Sample preparation for MS analysis was done as described in Hoernstein et al. (2016). In brief, gel slices at the expected molecular mass were excised using a scalpel, chopped to pieces and destained with 30% acetonitrile (ACN), 70% 100 mM ammonium bicarbonate. Destained samples were shrunken in 100% ACN and dried in a speedvac. 0.2 µg chymotrypsin (Promega, Madison, USA) were applied per sample and proteolytic digest was performed for 16 h at 25 °C. Peptides were purified using C18-STAGE-Tips as described in Hoernstein et al. (2018) and eluted from the tip in 80% ACN, 0.1% formic acid (FA).
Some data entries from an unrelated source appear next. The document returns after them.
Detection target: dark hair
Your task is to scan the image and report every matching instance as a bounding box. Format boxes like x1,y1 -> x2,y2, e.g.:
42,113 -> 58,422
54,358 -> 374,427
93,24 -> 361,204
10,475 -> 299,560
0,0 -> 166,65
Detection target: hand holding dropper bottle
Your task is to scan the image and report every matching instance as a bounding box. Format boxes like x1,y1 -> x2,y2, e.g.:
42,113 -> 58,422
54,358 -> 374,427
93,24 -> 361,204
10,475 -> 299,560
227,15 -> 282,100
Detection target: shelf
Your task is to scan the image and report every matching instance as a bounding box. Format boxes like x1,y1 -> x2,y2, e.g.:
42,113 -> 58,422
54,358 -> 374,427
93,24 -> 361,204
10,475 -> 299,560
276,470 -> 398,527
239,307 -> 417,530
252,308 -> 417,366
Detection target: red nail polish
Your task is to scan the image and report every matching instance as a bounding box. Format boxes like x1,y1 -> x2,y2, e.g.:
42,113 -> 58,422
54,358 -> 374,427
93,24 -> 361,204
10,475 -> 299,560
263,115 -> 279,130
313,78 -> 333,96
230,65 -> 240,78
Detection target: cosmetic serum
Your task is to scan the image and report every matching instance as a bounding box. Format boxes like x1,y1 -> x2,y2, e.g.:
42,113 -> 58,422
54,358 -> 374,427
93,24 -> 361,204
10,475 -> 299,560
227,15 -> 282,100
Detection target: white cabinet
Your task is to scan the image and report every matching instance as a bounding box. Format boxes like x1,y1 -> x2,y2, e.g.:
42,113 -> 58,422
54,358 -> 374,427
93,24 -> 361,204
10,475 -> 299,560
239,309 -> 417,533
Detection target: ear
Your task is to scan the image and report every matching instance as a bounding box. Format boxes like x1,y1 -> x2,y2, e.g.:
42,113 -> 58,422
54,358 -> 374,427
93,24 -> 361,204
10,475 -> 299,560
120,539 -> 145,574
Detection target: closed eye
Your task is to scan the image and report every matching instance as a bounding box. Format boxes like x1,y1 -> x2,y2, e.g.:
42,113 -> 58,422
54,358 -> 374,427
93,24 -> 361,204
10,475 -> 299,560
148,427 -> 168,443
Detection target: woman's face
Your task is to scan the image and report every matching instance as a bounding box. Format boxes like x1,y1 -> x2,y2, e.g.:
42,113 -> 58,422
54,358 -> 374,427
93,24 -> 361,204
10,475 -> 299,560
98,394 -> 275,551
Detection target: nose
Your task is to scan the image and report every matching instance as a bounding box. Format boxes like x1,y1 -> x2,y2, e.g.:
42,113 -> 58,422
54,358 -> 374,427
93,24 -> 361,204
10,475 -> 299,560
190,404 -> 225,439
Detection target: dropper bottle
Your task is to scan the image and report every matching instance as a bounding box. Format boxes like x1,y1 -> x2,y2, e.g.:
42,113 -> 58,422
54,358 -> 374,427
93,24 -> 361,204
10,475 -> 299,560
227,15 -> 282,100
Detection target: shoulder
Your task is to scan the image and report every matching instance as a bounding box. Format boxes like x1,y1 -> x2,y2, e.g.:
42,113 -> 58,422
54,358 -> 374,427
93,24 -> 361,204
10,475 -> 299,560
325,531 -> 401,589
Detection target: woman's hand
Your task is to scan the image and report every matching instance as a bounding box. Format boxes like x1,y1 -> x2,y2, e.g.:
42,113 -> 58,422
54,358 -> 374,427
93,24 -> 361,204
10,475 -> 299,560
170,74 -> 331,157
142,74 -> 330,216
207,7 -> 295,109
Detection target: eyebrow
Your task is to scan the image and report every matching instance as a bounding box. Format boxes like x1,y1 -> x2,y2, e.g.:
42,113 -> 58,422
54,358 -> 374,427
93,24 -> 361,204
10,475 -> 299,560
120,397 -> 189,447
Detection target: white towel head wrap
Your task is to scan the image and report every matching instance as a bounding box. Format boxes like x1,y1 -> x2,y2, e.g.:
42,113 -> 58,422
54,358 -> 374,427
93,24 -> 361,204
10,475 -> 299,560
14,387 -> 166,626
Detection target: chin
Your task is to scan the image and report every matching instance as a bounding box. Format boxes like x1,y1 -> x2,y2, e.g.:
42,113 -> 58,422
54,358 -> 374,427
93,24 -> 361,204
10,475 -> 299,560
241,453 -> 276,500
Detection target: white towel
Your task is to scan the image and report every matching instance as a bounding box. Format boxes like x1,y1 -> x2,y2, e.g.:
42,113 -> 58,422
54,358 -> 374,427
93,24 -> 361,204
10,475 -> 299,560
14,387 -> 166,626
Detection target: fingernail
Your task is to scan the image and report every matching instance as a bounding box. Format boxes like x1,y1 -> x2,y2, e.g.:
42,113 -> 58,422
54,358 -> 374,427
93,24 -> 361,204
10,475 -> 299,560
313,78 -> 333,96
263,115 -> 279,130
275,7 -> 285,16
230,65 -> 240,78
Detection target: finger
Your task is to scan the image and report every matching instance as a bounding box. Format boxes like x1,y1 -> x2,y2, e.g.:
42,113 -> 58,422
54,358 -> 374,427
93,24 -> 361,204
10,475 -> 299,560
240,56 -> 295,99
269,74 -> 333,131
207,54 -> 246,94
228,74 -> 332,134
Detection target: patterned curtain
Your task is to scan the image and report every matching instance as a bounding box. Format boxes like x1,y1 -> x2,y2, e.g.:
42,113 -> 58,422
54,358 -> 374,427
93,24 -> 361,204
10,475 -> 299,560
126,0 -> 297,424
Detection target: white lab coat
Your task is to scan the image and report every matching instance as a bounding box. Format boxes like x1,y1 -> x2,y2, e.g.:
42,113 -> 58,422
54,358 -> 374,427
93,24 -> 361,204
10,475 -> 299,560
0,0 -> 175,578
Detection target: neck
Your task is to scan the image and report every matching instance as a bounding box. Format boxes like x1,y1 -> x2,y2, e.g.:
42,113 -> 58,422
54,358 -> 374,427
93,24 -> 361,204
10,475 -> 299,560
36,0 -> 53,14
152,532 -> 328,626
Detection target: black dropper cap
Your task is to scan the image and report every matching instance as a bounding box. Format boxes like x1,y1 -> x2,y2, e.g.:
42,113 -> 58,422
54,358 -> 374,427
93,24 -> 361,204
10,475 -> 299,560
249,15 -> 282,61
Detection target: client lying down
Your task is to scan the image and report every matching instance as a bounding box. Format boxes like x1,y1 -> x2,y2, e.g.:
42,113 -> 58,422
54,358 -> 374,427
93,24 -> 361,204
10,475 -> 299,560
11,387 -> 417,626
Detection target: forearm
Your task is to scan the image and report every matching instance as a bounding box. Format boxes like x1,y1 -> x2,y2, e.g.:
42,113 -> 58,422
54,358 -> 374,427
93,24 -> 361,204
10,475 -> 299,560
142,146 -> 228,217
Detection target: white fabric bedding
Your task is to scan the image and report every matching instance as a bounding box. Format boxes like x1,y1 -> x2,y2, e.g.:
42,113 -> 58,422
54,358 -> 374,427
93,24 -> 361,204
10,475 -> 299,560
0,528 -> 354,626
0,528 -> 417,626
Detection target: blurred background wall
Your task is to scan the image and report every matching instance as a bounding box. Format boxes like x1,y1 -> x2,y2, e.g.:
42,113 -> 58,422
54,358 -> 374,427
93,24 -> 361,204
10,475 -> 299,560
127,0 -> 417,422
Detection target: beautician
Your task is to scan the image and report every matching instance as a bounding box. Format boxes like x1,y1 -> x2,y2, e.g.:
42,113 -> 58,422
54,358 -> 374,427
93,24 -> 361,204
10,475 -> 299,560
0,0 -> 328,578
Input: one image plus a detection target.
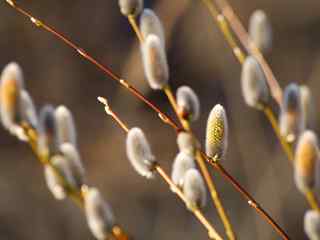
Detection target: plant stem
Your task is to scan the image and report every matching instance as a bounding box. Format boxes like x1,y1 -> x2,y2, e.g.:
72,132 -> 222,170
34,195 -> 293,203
263,106 -> 294,162
6,0 -> 290,237
208,0 -> 282,106
201,153 -> 289,239
155,165 -> 222,240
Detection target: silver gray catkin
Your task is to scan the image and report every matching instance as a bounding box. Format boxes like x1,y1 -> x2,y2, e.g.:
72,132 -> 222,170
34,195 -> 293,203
176,86 -> 200,121
142,34 -> 169,90
0,62 -> 24,134
241,56 -> 270,110
54,105 -> 77,146
171,152 -> 196,187
183,168 -> 207,210
294,130 -> 319,193
206,104 -> 228,159
249,10 -> 272,53
304,210 -> 320,240
140,8 -> 165,46
84,188 -> 115,240
279,83 -> 305,142
126,127 -> 156,178
119,0 -> 143,16
20,90 -> 38,128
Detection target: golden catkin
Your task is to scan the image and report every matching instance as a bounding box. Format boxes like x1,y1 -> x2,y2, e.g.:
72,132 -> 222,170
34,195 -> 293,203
206,104 -> 228,159
294,130 -> 319,193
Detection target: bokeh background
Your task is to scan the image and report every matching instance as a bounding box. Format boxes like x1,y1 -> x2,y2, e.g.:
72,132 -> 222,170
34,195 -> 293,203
0,0 -> 320,240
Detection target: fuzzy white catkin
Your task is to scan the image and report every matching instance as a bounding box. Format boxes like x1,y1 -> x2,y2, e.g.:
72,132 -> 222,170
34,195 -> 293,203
279,83 -> 305,142
119,0 -> 143,16
126,127 -> 156,178
84,188 -> 115,240
140,8 -> 165,48
300,85 -> 315,128
37,105 -> 57,154
249,10 -> 272,53
142,34 -> 169,90
20,90 -> 38,128
176,86 -> 200,121
304,210 -> 320,240
0,62 -> 23,134
171,152 -> 195,187
44,155 -> 75,200
54,105 -> 77,146
206,104 -> 228,159
294,130 -> 319,193
241,56 -> 270,110
183,168 -> 207,210
60,143 -> 85,189
177,132 -> 196,155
Measurements were performed on an Orbitrap Elite instrument (Thermo Scientific) coupled to an UltiMate 3000 RSLCnano HPLC system (Thermo Fisher Scientific) as described in Njenga et al. (2024). In brief, peptides were loaded on a nanoEase™ M/Z Symmetry C18 precolumn (20 mm × 180 µm ID; Waters) at a flowrate of 10 µl and separated on a µPAC column array (50 cm length; PharmaFluidics) at a flow rate of 0.3 µl/min at 40 °C using a binary solvent gradient from 7 to 65% solvent B over 30 min with 0.1% (v/v) formic acid (FA) as solvent A and a mix of 0.1% (v/v) FA, 50% (v/v) methanol (MeOH), and 30% (v/v) ACN as solvent B. Subsequently solvent B was increased to 80% over 5 min and kept for 3 min. The HPLC was coupled online to the Nanospray Flex ion source with the PST-HV as an interface using an NFU liquid transfer system (MS Wil) and a fused silica emitter (EM-20–360; MicrOmics Technologies LLC).
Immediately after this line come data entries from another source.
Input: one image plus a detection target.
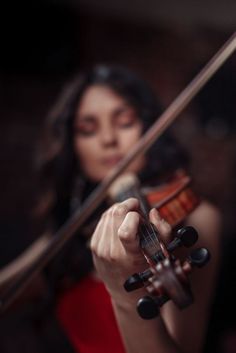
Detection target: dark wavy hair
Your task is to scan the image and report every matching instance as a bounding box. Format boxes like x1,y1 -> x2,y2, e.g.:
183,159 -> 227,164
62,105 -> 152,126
38,66 -> 187,227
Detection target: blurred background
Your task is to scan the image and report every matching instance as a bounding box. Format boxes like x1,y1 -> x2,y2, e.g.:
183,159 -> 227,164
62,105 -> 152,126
0,0 -> 236,353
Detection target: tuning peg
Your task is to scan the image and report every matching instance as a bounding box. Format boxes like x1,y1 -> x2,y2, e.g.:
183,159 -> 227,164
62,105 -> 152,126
188,248 -> 211,268
167,226 -> 198,252
124,269 -> 153,292
137,295 -> 169,320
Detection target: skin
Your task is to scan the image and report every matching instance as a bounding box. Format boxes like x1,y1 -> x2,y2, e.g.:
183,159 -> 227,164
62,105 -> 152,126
74,85 -> 145,182
74,85 -> 221,353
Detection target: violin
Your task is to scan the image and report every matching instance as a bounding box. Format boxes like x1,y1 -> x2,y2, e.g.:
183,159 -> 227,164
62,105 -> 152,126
0,33 -> 236,313
109,174 -> 210,319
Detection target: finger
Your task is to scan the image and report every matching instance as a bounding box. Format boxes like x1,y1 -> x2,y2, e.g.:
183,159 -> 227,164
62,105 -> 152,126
149,208 -> 172,243
108,198 -> 139,218
117,212 -> 140,253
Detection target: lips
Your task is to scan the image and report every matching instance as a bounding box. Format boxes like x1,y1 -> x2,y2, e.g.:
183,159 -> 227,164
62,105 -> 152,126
102,156 -> 123,166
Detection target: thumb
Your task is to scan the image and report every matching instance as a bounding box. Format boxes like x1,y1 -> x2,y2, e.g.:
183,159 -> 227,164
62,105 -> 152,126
149,208 -> 172,244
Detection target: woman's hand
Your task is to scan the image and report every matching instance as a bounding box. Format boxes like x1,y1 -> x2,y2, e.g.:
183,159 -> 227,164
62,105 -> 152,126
91,198 -> 171,302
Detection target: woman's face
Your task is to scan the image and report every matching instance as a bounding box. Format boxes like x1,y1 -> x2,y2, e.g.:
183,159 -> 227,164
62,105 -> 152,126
74,85 -> 145,182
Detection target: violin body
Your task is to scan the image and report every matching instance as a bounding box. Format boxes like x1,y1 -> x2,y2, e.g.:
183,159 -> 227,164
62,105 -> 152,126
142,171 -> 200,227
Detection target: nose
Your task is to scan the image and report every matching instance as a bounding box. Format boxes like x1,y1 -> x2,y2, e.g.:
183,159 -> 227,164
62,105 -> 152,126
100,125 -> 117,146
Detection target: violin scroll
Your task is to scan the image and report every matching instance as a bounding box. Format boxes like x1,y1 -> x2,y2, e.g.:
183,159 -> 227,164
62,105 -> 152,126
124,226 -> 210,319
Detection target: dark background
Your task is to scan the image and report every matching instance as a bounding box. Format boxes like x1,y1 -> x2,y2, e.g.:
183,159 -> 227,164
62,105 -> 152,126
0,0 -> 236,353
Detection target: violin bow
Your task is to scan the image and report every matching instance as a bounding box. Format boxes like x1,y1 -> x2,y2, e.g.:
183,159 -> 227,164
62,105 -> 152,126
0,32 -> 236,314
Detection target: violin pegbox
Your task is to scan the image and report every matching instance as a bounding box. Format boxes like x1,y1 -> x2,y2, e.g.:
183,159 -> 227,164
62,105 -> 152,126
124,226 -> 210,319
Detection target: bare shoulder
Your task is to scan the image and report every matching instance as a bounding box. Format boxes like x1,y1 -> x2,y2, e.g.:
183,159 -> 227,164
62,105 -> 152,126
186,201 -> 222,249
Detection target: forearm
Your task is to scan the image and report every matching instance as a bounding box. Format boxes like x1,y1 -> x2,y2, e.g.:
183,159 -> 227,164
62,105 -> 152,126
113,292 -> 181,353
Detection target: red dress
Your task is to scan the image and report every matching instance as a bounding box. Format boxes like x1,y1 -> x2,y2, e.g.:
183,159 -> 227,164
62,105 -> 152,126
57,276 -> 125,353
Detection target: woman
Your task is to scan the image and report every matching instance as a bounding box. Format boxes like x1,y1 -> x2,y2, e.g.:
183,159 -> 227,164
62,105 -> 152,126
36,66 -> 220,353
MS1 scans were acquired at a mass range of m/z 370–1700 and a resolution of 120,000 (at m/z 400) using a target value (AGC) of 1 × 106 ions, and a maximum injection time (IT) of 200 ms. MS2 scans were acquired from the top 15 ions (charge ≥ 2) and fragmentation was performed via collision-induced dissociation (CID) in the linear trap at a normalized collision energy of 35%, an activation time of 10 ms with a q-value of 0.25, a resolution of 35,000, an AGC target of 50,000 ions, a maximum injection time of 150 ms, and a dynamic exclusion time of 45 s.
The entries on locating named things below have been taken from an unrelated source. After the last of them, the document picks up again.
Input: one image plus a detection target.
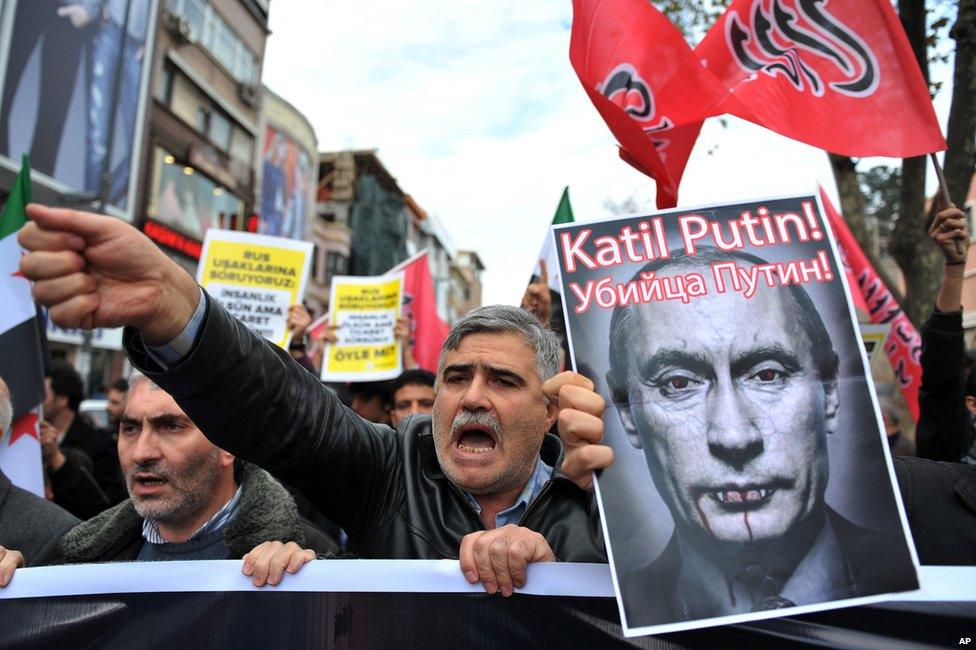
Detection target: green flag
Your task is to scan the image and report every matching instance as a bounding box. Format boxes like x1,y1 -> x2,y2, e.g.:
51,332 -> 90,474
532,187 -> 575,293
0,154 -> 31,240
0,156 -> 44,418
552,187 -> 575,226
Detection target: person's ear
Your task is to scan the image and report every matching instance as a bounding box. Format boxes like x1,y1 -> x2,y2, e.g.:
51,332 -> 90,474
218,448 -> 234,467
824,380 -> 840,433
607,370 -> 643,449
546,399 -> 559,431
966,395 -> 976,415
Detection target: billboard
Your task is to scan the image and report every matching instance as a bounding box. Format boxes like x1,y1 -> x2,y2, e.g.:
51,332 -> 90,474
0,0 -> 157,220
258,126 -> 315,239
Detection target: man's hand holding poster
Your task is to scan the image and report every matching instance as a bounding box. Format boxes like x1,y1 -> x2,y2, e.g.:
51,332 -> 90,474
197,228 -> 312,347
554,195 -> 918,635
322,271 -> 403,381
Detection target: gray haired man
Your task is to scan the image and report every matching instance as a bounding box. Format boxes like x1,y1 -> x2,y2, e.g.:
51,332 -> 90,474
19,205 -> 610,595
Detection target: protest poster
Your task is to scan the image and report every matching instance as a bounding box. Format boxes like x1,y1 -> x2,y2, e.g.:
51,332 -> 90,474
197,228 -> 312,347
322,272 -> 403,381
553,194 -> 918,635
0,560 -> 976,650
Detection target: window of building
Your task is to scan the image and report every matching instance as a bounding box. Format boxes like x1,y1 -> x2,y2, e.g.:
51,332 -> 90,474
148,147 -> 246,240
167,0 -> 257,84
228,126 -> 254,185
207,110 -> 233,151
166,67 -> 254,159
154,65 -> 176,106
325,251 -> 348,284
169,74 -> 203,130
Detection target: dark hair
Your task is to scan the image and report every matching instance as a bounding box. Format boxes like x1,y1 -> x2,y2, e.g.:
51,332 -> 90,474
349,381 -> 393,406
437,305 -> 559,381
393,368 -> 437,395
50,359 -> 85,413
607,247 -> 838,403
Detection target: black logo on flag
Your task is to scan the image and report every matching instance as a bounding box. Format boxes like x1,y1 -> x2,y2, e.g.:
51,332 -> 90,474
725,0 -> 880,97
596,63 -> 674,158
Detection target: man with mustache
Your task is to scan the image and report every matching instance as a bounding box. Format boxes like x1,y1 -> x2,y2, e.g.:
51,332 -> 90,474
54,375 -> 338,585
19,205 -> 612,595
607,249 -> 911,627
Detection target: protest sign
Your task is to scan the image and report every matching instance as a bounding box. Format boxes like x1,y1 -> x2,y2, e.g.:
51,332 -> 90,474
554,195 -> 917,635
0,560 -> 976,650
322,272 -> 403,381
197,229 -> 312,347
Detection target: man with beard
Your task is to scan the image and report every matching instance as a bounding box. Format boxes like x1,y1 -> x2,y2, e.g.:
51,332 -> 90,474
607,249 -> 914,627
19,204 -> 612,595
49,375 -> 338,584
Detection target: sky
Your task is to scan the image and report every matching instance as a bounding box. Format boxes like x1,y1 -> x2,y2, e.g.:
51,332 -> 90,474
263,0 -> 951,304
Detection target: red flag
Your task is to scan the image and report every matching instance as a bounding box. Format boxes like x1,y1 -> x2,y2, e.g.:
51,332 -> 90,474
389,250 -> 451,373
569,0 -> 727,208
820,188 -> 922,422
695,0 -> 946,158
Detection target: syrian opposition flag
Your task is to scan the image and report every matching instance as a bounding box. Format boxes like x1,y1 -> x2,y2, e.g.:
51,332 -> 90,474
569,0 -> 728,208
531,187 -> 574,294
695,0 -> 946,158
820,188 -> 922,422
0,156 -> 44,495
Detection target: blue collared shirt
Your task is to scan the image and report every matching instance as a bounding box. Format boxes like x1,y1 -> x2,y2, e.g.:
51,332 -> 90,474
146,288 -> 207,370
142,487 -> 241,544
464,458 -> 552,528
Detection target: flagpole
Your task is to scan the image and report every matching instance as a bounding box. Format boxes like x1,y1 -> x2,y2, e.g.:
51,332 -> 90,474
929,151 -> 966,255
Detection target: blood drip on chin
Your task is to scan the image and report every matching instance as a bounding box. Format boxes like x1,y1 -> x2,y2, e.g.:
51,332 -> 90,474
695,494 -> 715,537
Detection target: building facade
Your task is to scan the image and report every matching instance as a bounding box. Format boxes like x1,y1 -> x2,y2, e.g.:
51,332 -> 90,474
138,0 -> 269,273
256,87 -> 329,315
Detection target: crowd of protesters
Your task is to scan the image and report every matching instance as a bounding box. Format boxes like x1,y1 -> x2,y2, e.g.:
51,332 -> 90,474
0,205 -> 976,596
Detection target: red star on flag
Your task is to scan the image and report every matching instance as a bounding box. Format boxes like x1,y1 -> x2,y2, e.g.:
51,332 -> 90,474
7,412 -> 40,446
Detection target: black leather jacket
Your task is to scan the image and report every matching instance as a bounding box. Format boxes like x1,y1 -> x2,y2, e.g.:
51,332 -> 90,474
125,297 -> 606,562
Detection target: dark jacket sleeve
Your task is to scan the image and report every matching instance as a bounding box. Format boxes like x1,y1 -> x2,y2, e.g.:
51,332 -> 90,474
48,448 -> 113,519
915,311 -> 973,462
124,296 -> 402,534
Raw data from MS measurements were processed with Mascot Distiller (V2.8.3.0, Matrix Science) and database searches were performed with Mascot Daemon (V2.6.0, Matrix Science) against a reverse concatenated database containing all Physcomitrella V3.3 protein models (Lang et al. 2018). In parallel, a custom database containing the sequences of known contaminants (e.g. keratin) was included. A precursor mass tolerance of ± 10 ppm and a fragment mass tolerance of ± 0.6 Da were used. Carbamidomethylation (C, + 57.021464 Da), deamidation (N, + 0.984016 Da), pyro-Glu formation (N-term Q, − 17.026549 Da) and oxidation (M; P, + 15.994915 Da) were specified as variable modifications. Search results were loaded in Scaffold5 software (V5.0.1, Proteome Software) and protein hits were accepted at a false discovery rate (FDR) of 1% at the protein level and 0.5% at the peptide level while having at least two identified peptides.

Bioreactor culture and determination of biomass

The cultures of WT and NTD-LhMaSp1-8Rep-CTD-8Htag producing line were scaled up to 5 L stirred tank photobioreactors (Getinge, Sweden) with Knop ME medium. Aeration 0.3 vvm (2% CO2), agitation with pitched 3 blade impeller at 500 rpm was used. After 2 days, the light was increased from 160 to 350 µmol/m2 s. The pH level was kept constant at pH 5.8 by titrating with either 0.5 M NaOH or 0.5 M HCl, and the temperature was maintained at 22 °C throughout the duration of the experiment. For dry weight (DW) measurement, 10–50 mL of tissue suspension was filtered and dried for 2 h at 105 °C. Dry weight measurements were conducted for 17 days for both lines.

Statistical analysis

The graph and analyses were performed with OriginLab software for windows (OriginLab, Northampton, Massachusetts, USA). The normality of the data was assessed using the Shapiro–Wilk test using RStudio, which indicated that the data followed a normal distribution (p > 0.05). Levene’s test for homogeneity of variance showed no significant difference between group variances (p > 0.05). Statistical significance was evaluated by t-test (p > 0.05).